Prefeitos e parlamentares
Entre os nomes citados em diálogos interceptados e relatórios de inteligência como “padrinhos” de negociações ou articuladores políticos aparecem os deputados Paulo Corrêa (PL), Jamilson Name (PP), Mara Caseiro (PL) e o vereador de Campo Grande e ex-deputado Herculano Borges (Republicanos).
As mensagens sugerem que assessores parlamentares faziam a ponte entre a organização criminosa e as administrações municipais para garantir a celebração de contratos milionários por inexigibilidade de licitação.

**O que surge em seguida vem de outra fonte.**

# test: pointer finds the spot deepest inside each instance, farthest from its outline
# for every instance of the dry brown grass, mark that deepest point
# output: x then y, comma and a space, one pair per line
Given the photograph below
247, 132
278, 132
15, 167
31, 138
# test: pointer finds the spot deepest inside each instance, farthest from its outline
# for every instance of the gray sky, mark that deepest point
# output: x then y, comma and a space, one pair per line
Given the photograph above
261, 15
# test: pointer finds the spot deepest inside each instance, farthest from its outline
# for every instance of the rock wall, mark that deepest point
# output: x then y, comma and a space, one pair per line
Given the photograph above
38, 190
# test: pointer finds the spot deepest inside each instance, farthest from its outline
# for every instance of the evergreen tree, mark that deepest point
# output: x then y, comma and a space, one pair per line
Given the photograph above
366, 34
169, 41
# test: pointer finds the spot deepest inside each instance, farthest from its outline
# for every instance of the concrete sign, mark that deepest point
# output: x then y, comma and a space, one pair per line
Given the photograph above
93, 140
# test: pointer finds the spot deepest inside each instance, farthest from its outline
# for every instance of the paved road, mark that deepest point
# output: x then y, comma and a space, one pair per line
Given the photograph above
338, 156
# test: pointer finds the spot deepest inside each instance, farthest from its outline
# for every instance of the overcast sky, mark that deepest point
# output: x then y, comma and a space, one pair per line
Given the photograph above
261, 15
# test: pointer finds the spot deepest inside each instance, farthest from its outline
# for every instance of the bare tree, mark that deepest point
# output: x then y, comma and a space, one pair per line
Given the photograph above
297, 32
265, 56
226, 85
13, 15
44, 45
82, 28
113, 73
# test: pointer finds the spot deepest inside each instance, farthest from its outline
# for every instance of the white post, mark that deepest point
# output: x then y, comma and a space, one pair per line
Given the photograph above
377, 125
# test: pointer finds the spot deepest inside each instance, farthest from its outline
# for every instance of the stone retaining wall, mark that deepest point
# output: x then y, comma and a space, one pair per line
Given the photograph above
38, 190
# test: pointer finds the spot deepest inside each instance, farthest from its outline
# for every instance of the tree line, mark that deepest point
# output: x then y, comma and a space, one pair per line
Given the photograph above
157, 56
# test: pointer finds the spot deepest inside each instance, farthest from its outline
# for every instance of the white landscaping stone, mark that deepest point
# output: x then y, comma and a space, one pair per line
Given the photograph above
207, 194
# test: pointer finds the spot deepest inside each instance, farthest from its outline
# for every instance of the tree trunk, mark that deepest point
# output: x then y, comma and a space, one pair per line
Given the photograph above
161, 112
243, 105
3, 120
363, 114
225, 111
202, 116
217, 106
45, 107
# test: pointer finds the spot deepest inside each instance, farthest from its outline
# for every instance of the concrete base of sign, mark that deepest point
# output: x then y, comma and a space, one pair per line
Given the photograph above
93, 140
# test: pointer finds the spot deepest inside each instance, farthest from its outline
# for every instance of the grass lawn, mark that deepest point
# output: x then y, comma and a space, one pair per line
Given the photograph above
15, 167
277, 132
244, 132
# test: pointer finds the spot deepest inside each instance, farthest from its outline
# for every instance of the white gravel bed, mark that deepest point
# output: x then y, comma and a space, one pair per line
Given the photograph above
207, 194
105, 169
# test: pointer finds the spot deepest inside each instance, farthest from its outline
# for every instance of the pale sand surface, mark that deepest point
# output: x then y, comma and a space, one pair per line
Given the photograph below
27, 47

Ao longo das 472 páginas do procedimento, aparecem outras referências a negociações, pagamentos, tentativas de contratação e articulações para a entrada da editora em diferentes municípios.
O levantamento mostra que o principal ciclo de atuação ocorreu em 2022, período que concentra referências a 26 das 29 prefeituras. As exceções são Caarapó, com menção relativa a 2020; Ladário, que aparece em registros de 2022 e 2023; e Deodápolis, citada em documentos de 2025.
As prefeituras com contratos detalhados logo na instauração da investigação são as de Miranda, com contrato de R$ 1.044.355,00 para a aquisição de livros paradidáticos, por inexigibilidade de licitação, e de Ivinhema, com contrato de R$ 586.862,50, posteriormente acrescido de um aditivo de R$ 287.267,50, totalizando R$ 874.130,00.
Em seguida, aparece Ladário, com contrato de R$ 459.286,00, também por inexigibilidade. Campo Grande é citada em razão de uma investigação anterior envolvendo a Editora Alvorada e contratos de aproximadamente R$ 5,66 milhões, utilizada como precedente para a apuração da Editora Avante.
Já entre as prefeituras que aparecem ao longo da investigação, em relatórios bancários, análises de movimentações financeiras e outros documentos do PIC, estão Bonito, Angélica, Douradina, Itaporã e Inocência.
Essas administrações municipais realizaram pagamentos à Editora Avante ou foram mencionadas nas análises financeiras. Dourados também aparece em documentos anexados, mas não como contratante da Editora Avante no núcleo principal investigado.